I visited it as an adult a few years ago. The quality of its donut fry has gone off in later years, but the cinnamon swirl bread is the same delicious, toastable, raisin-free, slice it always was.
I’m literally on the other side of the US now. But I miss the swirl bread so much I just had to replicate it.

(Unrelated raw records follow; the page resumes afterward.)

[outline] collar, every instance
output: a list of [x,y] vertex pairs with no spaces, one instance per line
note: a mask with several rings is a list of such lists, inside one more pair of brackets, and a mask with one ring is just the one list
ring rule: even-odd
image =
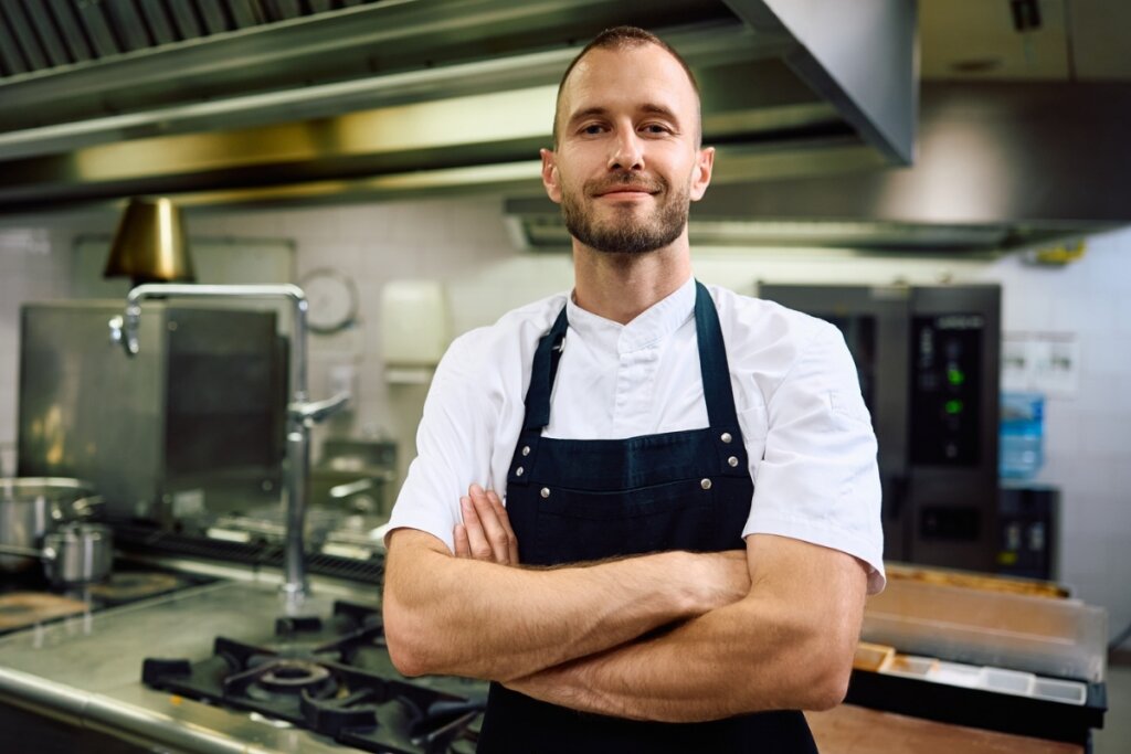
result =
[[570,295],[566,317],[570,328],[587,341],[597,341],[619,354],[640,350],[662,341],[694,317],[696,280],[688,280],[666,297],[640,312],[628,324],[621,324],[578,306]]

And you know what? I think my loaf might even be better. It makes fabulous toast, but is also delightful as-is. My baby practically inhales it.
Cinnamon Swirl Bread
- 600g bread flour (4 cups)
- 1/4 cup sugar
- 1/2 Tbsp salt
- 2 1/4 tsp instant yeast
- 1 egg
- 1 1/2 cups warmed milk
- 4 Tbsp softened butter
- 1/3 cup sugar
- 1 Tbsp cinnamon*
- more softened butter
Combine the bread flour, sugar, salt, and yeast in the bowl of a stand mixer. It is actually important that you use bread flour here – it really does improve the texture of the loaf. You’ll also notice it’s measured in grams. I measure all my flour for bread by weight, as it improves the inter-loaf constancy.
Anyway. Give the dry ingredients a quick mix with the paddle, then crack in the egg and pour the warm milk into the running mixer. When all the milk is incorporated, swap out the paddle for the dough hook and start kneading. After about 3 minutes of kneading with the dough hook, drop the softened butter into the running mixer by tablespoons. Make sure all the butter is incorporated before adding more.
When all the butter is kneaded in, set the mixer bowl inside to rise until the dough has doubled. Meanwhile, combine your cinnamon and sugar with a fork, and grease a loaf pan with the extra softened butter. I’m using a 10″x5″ loaf pan.
When the dough has risen turn it out onto a lightly floured surface and roll it flat into a rectangle, the short side of which is a little smaller than the length of your loaf pan, and the long side is at least twice as long as the loaf pan.
Smear the entire surface of your dough with the cinnamon sugar mixture. There will be plenty. Wash your hands, then start rolling up the dough. Roll it as tight as you can, to prevent gaps in your swirl. Pinch the seam shut, pulling the bottom of the dough around to enclose the last bit of cinnamon sugar, and plop it seam side down into your prepared loaf pan.
Cover the loaf pan and let it proof until the loaf has risen to fill in the pan. While it’s proofing, preheat your oven to 350 F. Bake for 40 minutes. Cool the pan on a rack for 15-20 minutes, then turn the loaf from the pan to finish cooling.
*If you are a cinnamon connoisseur, this bread is a great recipe to use your expensive Vietnamese cinnamon. Whatever you do, don’t use Ceylon cinnamon.